The ONLY Reason I am Cooking Thanksgiving Food This Year – COVID
Which brings me to my next story. I like efficiency. No, I love efficiency. And I’m freaking out a bit about making all this food to deliver on Thanksgiving. Even though it doesn’t all have to be hot as everyone will heat it up on their own when they want to eat, I still don’t want to be up at 3am cooking 20 things, 17 of which I don’t even like. So, I researched what things I could make ahead of time – including one of the biggest Thanksgiving time-suckers – mashed potatoes! BRILLIANT! I never knew those could be made ahead of time. So, this evening as I’m boiling two pots of potatoes (5 lbs. each) and recalling the last time I made mashed potatoes (over 10 years ago), I remember I used a hand mixer to get them extra creamy and get the lumps out. I’m beating my potatoes after boiling and straining them, adding a little butter and ½ and ½ (except for the small set-aside portion for my non-dairy daughter – you’re welcome Rachel) and I can almost taste the perfection of my creamy mashed potatoes. I decide I must try them and take a small bite. Savoring the flavor in my mouth, I pause…. what is that? A piece of corn? How did that get into my potatoes? Upon closer reflection, I realize it was not corn of course, but a LUMP. A small LUMP of potato. No, no, no, no…please no. How could there possibly be ANY lumps in my perfectly creamed masterpiece?
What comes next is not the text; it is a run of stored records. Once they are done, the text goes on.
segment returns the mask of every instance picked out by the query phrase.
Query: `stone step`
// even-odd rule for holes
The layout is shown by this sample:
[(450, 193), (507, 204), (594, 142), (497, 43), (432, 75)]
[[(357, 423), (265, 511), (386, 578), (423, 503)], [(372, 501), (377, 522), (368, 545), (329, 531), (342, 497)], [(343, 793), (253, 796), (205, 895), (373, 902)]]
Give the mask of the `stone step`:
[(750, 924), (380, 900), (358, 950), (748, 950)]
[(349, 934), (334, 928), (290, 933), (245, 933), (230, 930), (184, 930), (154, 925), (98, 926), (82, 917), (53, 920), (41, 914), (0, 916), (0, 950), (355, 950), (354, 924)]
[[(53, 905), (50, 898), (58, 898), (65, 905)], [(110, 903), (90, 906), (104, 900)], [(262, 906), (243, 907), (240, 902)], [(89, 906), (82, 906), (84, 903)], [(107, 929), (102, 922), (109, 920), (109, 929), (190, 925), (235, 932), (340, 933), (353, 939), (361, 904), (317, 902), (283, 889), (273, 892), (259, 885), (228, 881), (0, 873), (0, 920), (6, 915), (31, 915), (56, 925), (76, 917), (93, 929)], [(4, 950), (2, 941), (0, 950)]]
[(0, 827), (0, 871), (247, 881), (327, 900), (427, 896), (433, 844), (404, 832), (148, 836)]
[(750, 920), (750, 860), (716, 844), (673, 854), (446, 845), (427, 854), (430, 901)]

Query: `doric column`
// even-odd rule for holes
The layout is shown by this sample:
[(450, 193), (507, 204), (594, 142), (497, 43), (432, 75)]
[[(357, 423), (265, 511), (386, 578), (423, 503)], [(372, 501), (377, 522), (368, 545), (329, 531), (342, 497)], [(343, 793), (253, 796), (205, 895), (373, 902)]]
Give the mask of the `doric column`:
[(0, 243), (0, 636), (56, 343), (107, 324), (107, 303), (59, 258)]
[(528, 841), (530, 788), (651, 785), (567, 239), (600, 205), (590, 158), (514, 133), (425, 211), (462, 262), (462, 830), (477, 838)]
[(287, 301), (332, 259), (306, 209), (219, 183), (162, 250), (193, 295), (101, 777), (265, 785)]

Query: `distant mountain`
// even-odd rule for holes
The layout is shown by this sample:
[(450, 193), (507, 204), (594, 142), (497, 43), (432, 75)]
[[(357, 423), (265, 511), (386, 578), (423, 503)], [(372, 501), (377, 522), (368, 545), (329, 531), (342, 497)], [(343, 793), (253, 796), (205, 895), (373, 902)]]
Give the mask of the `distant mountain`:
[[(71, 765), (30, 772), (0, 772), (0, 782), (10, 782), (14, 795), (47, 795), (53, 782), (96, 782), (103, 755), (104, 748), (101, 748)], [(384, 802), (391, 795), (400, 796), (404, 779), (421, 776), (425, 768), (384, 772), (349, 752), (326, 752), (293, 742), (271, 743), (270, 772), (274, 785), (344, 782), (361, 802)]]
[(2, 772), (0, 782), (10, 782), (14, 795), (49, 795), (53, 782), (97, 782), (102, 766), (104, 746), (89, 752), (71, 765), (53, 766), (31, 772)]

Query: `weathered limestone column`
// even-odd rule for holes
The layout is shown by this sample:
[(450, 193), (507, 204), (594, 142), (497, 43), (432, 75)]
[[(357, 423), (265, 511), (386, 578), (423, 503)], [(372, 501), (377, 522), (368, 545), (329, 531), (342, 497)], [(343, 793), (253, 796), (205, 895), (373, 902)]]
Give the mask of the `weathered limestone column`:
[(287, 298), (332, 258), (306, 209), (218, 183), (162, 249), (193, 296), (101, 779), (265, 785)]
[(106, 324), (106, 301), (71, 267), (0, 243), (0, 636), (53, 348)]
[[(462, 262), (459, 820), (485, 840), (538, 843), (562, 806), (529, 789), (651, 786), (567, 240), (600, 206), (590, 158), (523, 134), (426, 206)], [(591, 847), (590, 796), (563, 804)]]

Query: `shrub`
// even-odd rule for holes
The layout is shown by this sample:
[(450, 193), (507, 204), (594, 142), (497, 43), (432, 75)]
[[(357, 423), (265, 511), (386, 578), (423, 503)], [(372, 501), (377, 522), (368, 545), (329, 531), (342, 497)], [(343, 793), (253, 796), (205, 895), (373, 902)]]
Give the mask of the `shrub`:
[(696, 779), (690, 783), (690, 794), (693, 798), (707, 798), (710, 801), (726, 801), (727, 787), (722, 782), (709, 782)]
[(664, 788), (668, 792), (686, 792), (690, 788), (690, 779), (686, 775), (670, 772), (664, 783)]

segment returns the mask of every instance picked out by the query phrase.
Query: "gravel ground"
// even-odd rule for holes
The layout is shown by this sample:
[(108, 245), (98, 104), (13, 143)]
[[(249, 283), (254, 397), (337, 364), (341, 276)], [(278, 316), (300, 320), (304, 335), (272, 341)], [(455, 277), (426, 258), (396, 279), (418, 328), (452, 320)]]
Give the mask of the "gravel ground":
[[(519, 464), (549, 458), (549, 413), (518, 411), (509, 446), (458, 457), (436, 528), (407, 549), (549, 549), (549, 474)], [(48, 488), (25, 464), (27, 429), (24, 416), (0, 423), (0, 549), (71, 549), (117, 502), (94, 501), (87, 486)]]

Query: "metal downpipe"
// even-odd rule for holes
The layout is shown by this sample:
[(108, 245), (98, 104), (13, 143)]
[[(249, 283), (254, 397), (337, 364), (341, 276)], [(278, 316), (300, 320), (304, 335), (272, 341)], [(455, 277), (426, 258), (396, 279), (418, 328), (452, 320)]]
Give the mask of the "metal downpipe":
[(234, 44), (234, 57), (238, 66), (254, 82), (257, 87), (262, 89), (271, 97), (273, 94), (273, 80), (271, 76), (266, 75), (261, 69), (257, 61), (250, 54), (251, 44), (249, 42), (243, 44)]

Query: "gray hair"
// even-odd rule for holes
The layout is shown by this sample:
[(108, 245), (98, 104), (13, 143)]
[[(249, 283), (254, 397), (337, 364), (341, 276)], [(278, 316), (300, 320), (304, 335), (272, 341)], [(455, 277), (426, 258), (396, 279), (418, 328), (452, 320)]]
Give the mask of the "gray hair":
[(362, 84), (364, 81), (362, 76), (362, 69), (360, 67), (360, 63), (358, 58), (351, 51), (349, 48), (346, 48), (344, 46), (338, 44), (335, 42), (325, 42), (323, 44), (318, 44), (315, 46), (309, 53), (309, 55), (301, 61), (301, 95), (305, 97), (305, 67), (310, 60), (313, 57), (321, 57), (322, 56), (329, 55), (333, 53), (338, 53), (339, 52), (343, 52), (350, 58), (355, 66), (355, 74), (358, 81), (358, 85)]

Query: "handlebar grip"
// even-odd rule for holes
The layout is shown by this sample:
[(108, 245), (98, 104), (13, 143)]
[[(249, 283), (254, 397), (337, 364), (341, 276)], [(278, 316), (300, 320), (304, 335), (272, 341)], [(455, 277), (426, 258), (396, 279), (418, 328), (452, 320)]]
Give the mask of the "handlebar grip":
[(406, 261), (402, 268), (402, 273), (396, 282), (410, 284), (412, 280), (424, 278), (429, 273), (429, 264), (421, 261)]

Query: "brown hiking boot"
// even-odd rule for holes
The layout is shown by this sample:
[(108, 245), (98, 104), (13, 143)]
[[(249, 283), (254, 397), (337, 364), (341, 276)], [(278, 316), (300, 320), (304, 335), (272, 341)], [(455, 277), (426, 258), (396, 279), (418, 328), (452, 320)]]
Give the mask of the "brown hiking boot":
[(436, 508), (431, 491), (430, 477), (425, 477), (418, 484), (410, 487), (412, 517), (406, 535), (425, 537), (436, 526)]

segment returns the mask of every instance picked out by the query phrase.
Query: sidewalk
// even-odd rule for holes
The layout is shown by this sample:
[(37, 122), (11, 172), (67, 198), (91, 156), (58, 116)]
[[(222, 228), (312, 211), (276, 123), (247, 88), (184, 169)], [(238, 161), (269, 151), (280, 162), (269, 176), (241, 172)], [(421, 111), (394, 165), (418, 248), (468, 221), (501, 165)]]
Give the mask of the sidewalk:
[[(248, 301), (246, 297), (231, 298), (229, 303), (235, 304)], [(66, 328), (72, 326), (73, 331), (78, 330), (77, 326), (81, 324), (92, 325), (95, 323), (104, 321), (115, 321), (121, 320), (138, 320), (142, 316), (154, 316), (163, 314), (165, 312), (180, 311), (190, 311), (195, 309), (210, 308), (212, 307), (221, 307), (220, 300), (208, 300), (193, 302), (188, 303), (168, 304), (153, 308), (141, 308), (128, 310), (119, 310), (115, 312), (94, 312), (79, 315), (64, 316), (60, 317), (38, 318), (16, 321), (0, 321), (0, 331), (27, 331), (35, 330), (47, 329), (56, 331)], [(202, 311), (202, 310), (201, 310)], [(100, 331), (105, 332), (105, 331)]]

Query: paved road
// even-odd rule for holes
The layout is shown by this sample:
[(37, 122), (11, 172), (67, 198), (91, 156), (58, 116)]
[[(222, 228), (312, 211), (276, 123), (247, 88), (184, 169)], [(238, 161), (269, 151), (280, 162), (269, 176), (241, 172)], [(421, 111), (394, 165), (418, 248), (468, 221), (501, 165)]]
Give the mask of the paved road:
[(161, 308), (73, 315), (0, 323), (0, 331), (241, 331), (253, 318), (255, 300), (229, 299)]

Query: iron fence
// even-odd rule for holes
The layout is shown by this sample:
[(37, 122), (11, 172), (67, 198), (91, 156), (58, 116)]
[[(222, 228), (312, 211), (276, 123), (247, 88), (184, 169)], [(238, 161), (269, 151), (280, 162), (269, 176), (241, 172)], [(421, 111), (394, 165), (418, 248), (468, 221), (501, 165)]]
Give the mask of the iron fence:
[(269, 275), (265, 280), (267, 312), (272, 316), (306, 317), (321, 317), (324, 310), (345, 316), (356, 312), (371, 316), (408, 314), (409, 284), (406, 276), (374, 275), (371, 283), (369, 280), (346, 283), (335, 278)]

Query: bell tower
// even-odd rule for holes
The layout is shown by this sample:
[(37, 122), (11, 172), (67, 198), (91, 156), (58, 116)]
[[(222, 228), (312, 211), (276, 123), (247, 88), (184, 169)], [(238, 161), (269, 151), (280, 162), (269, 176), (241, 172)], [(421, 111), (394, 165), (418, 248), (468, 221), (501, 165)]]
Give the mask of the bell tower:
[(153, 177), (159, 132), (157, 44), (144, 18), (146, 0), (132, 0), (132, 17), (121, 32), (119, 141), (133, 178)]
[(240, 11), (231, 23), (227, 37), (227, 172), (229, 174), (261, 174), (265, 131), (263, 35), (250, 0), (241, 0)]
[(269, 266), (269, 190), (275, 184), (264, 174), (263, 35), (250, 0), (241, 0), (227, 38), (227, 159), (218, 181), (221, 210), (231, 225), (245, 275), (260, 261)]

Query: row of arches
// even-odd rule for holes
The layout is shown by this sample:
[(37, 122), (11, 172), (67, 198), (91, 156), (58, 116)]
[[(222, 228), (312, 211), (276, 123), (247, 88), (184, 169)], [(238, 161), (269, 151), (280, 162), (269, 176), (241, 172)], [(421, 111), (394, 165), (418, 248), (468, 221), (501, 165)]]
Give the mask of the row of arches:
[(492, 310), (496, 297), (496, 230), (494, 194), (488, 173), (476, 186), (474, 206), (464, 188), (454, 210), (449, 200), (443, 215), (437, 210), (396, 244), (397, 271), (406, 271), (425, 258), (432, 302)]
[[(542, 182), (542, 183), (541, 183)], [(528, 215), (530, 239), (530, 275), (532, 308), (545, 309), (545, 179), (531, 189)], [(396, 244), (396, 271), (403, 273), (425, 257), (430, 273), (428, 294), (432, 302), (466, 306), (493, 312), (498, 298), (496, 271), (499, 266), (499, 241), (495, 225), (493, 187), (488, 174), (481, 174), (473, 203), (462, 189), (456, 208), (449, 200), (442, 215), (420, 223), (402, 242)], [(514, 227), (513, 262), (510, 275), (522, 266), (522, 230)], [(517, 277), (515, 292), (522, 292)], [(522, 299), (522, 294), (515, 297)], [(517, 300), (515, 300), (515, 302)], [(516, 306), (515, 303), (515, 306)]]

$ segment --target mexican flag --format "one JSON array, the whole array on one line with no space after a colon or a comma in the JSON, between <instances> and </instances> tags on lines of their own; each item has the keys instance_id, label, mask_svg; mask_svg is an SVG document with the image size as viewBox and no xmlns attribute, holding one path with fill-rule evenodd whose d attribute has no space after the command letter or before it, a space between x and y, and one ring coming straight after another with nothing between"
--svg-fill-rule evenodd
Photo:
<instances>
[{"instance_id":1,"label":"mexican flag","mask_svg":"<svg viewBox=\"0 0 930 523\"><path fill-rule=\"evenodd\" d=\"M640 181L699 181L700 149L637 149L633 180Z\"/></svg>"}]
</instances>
I google, “what causes lumps in … (and Google pre-fills “mashed potatoes” – thank God I’m not the only one!) and then I type “how to get rid of … (again, Google pre-fills “lumps in mashed potatoes” – not “your children when they won’t leave home,” or “zits over 40”) – crazy, creepy and cool all at the same time. Google knows what I need tonight! As I read on, I’m realizing I did everything right so I’m dumfounded. And then it hits me. I forgot one crucial step in making MASHED potatoes. I FORGOT TO MASH THEM. I’m seriously laughing and crying at the same time. It’s in the TITLE OF THE FOOD and I forgot to mash the darn things.
Lumpy Mashed Potatoes Rule
So, what the hell. Maybe I’ll try adding corn to my mashed potatoes – they already have lumps in them anyway. The good news is that the old (less wise, people pleasing) me would have run out to the grocery store, bought 10 more pounds of potatoes, started over and been up until midnight making “perfect” mashed potatoes. But guess what? I’m working on ditching that perfectionism thing. And it’s much more fun to tell a story about lumpy, imperfect potatoes, than to brag about how wonderful my meal was – that’s not even interesting, right? So lumpy, imperfect potatoes it is! (Though it IS still after midnight as I write this…hmmm)
Imperfection Also Rules
I hope you all can find some bright spots and have some fun this Thanksgiving no matter what it looks like. I hope if you find a lump in your mashed potatoes, you’ll smile and think of all that is beautifully imperfect in our lives, and remember we can be grateful despite the lumps (in life OR potatoes!). I’m so grateful that I have loved ones to bring food TO. And, that I bought pre-made gravy so I don’t have to deal with making that in the morning! :))))
May this Thanksgiving bring some laughter and gratefulness for all that is still good in this crazy time we are all in.